29 August 2015 - 27 September 2015

The exhibition centres on 1865, the year the City of Dunedin was constituted in May and the city council first met on the 5th August. It provides a snapshot, showing what had been achieved by that time, and has been since.

In July 1862 the Otago Witness recorded that ‘Dunedin, like Melbourne, was before the gold-fields, a quiet dingy little town.’ With the rush came ‘crowded hotels and boarding houses, foul streets, thronged with eager, unwashed multitudes..the same eager struggle..for business..the same sudden rise in the value of property, and general disorganisation of society.’

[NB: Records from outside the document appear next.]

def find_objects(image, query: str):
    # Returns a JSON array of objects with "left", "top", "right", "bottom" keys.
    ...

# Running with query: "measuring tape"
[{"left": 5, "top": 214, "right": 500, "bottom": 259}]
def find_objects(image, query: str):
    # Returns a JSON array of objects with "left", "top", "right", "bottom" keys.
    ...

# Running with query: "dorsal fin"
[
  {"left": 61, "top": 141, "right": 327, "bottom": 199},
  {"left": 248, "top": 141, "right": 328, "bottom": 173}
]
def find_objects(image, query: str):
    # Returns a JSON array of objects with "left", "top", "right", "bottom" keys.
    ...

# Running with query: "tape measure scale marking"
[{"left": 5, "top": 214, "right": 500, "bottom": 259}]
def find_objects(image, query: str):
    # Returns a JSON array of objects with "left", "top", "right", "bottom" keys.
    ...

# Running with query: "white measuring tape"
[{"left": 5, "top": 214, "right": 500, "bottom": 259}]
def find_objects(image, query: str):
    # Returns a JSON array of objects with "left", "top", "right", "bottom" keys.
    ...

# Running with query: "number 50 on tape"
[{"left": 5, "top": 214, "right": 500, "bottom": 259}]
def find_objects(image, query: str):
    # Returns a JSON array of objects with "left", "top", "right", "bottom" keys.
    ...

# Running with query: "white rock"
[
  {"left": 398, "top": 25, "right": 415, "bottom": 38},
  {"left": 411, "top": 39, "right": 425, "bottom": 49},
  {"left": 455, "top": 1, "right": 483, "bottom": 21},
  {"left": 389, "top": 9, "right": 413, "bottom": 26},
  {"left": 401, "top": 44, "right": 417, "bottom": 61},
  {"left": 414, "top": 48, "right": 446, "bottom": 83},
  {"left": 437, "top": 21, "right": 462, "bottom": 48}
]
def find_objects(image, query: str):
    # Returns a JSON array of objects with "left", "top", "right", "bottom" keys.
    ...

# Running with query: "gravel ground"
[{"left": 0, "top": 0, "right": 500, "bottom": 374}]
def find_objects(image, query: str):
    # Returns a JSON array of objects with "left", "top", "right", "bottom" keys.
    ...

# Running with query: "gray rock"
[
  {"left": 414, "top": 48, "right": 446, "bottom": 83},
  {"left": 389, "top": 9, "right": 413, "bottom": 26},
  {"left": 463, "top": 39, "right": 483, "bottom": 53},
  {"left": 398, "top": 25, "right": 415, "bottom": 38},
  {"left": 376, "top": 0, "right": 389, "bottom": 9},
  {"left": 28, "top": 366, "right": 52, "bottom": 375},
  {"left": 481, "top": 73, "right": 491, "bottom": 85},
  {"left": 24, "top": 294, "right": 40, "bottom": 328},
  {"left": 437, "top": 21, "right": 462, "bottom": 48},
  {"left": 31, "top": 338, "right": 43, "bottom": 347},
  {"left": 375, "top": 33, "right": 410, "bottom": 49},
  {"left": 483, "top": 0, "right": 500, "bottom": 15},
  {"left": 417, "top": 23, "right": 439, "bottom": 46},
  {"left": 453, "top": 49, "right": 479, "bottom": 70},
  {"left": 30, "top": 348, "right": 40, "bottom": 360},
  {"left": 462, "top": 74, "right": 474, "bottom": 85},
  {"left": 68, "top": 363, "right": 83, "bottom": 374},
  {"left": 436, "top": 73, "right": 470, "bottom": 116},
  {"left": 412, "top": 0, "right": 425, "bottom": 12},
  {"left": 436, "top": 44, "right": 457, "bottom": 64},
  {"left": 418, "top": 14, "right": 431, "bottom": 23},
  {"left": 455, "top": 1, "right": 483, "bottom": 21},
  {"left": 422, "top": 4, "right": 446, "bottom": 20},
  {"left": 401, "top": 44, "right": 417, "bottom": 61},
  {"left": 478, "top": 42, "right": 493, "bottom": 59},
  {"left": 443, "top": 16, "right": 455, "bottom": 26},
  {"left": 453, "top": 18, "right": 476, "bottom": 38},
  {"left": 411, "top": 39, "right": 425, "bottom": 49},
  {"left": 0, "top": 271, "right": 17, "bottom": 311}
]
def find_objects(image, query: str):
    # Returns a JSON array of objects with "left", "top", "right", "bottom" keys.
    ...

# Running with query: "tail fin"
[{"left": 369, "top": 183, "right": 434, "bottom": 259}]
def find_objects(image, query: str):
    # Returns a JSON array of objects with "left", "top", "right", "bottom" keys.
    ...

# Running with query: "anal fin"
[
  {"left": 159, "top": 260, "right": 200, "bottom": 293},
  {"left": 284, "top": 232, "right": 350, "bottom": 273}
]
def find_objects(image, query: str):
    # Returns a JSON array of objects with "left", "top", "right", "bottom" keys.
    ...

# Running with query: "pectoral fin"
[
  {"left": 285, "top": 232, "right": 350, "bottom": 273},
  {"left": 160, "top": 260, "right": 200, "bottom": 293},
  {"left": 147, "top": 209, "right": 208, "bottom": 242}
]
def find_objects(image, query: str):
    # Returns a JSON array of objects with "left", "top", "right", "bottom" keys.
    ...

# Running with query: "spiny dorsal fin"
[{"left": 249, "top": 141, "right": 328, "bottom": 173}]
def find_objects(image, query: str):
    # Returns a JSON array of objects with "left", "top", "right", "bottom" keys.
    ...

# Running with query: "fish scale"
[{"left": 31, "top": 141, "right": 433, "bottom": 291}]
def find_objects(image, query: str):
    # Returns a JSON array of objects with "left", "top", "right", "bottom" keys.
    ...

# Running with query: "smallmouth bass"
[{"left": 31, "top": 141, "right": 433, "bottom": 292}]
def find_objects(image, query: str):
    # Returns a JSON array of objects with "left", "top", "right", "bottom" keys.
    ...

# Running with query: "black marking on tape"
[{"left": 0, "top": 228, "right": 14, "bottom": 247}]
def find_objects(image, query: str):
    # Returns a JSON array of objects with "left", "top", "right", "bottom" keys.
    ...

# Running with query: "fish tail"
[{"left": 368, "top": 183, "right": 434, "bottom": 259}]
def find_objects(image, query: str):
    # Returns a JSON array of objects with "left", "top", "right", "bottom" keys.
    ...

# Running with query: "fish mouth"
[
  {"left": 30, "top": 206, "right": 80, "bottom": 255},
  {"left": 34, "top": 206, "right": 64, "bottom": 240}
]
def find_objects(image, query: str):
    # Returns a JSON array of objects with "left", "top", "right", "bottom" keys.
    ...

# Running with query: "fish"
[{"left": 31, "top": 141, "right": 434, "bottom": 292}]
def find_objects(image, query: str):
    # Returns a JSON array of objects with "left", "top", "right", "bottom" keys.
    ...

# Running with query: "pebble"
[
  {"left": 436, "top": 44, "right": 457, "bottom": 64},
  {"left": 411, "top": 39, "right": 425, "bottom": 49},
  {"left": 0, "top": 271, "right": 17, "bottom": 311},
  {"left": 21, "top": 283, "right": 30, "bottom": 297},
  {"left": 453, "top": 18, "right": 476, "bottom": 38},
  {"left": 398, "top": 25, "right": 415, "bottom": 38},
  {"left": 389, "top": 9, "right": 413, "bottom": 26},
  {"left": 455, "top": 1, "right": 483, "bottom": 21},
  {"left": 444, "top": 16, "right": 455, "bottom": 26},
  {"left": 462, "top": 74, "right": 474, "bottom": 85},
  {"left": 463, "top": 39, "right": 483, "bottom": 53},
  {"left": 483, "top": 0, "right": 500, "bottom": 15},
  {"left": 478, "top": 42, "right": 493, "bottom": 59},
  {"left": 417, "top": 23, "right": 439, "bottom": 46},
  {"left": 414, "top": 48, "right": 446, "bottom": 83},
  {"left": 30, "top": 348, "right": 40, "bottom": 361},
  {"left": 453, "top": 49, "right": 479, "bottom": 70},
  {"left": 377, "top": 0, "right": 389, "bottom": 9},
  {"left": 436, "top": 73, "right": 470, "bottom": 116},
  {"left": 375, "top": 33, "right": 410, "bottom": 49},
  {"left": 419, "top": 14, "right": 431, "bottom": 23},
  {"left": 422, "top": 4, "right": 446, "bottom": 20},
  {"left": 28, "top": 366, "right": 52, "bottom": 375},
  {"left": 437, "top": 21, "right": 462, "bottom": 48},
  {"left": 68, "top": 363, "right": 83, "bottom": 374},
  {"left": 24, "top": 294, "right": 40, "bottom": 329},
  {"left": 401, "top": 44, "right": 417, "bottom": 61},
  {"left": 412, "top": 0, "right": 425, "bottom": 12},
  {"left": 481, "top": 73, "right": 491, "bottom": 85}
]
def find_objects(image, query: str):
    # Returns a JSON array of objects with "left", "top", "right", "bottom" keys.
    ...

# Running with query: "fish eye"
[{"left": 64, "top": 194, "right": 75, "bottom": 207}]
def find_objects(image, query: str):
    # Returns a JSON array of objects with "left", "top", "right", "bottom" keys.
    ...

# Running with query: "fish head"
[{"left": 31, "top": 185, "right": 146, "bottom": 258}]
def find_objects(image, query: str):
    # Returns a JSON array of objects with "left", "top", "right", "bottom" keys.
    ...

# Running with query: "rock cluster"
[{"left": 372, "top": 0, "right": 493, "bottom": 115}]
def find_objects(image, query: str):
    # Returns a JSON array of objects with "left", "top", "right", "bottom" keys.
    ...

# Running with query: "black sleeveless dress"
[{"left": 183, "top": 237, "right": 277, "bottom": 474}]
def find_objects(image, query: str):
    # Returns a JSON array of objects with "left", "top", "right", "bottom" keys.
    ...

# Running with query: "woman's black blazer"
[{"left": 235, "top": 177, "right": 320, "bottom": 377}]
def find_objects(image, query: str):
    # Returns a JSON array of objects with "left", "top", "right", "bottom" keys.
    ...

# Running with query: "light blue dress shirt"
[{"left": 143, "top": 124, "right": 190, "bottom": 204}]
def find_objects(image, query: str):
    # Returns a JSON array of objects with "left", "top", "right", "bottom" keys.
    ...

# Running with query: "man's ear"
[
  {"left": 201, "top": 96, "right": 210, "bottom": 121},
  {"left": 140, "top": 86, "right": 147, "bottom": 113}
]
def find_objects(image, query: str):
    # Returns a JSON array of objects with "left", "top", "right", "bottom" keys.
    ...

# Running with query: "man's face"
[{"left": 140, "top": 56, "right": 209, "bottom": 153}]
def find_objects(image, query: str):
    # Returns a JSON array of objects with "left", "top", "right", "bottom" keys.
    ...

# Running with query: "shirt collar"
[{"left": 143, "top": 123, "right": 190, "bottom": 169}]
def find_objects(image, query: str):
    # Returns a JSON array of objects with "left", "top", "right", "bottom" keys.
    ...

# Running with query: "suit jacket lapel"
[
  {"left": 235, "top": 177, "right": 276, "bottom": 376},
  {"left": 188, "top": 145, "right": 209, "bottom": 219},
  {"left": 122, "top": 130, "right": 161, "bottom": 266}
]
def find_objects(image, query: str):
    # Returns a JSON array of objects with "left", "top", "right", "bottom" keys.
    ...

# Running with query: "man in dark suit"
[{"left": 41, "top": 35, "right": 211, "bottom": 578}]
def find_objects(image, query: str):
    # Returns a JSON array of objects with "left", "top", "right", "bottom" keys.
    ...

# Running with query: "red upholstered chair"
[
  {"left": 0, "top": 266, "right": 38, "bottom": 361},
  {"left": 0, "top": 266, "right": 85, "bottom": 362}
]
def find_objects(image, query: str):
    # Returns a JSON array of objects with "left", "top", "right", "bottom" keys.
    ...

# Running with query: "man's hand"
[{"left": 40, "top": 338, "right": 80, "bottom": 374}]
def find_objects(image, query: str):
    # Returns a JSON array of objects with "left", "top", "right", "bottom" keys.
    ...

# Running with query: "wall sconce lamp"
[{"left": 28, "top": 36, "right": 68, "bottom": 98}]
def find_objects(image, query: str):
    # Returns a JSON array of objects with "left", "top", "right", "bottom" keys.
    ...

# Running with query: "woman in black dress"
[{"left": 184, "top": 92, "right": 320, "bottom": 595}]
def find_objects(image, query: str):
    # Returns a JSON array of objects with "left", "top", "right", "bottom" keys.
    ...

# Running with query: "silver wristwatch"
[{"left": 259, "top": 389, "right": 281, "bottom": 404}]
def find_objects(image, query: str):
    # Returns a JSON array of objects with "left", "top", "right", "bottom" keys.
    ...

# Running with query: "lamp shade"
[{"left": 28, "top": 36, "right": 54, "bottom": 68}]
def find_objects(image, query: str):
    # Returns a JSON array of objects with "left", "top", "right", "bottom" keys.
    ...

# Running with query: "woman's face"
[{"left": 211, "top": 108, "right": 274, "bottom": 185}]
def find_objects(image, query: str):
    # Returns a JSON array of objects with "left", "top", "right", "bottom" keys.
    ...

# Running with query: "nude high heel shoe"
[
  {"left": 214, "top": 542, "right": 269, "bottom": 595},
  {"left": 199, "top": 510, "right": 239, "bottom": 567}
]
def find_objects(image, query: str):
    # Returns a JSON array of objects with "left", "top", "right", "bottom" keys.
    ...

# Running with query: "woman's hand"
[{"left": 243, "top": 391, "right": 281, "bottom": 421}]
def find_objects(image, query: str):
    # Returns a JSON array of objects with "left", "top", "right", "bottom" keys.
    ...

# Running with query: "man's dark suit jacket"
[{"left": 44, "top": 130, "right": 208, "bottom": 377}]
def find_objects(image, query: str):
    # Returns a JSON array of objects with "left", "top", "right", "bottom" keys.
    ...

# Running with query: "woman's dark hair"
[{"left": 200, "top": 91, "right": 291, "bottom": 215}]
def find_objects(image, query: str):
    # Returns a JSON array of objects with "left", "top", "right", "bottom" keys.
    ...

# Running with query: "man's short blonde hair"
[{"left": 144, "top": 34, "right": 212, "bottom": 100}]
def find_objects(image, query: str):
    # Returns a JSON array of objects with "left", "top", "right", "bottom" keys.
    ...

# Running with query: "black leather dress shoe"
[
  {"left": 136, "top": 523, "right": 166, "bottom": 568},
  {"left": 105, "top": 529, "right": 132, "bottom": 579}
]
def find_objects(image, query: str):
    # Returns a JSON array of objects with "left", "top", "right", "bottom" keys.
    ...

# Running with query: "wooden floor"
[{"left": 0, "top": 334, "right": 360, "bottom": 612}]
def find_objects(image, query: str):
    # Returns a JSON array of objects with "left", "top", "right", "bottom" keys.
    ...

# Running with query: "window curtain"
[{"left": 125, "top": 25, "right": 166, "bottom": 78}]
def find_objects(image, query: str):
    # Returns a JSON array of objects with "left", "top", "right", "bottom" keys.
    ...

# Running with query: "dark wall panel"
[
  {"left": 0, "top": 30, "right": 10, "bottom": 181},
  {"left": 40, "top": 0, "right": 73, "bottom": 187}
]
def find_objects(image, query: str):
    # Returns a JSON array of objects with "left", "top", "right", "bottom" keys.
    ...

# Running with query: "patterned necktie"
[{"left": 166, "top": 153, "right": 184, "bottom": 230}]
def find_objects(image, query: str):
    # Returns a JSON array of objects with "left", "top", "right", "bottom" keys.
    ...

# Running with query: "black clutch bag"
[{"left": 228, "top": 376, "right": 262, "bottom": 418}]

Then there came a ‘lull in the excitement’, when people were ‘turning their attention to the improvement of their properties and of the city generally. On every side..handsome shops, fine hotels, and substantial stores rising, where, only a few months ago the flax grew wild - the streets being cut through hills, cavities being filled, pavements laid, new jetties run out, street lamps erected, and a variety of other improvements being carried out, which, when completed, will go far to make Dunedin..
a city worthy of being the capital of a gold-producing province.’

At this time there were still ‘other improvements to be brought about which are absolutely essential to a city of the pretensions of Dunedin: proper supply of water for domestic use, and..for the extinction of fires,..the supply of gas throughout the city,..complete and systematic drainage. Without these Dunedin can never be more than a fifth rate colonial town, it will never rise to the dignity of a metropolitan city.’

In 1865 Dunedin was meeting these challenges. A Sanitary Commission had just been established to consider the issues of poor drinking water and sewerage which gave Dunedin a higher mortality rate from fever than London. Measures were taken to reduce the constant risk of fire, as wooden buildings gave way to brick and stone.

Gas supplies gradually extended to supply street lighting and homes and businesses. Although these ‘other improvements’ were not completed by 1865, they were advancing.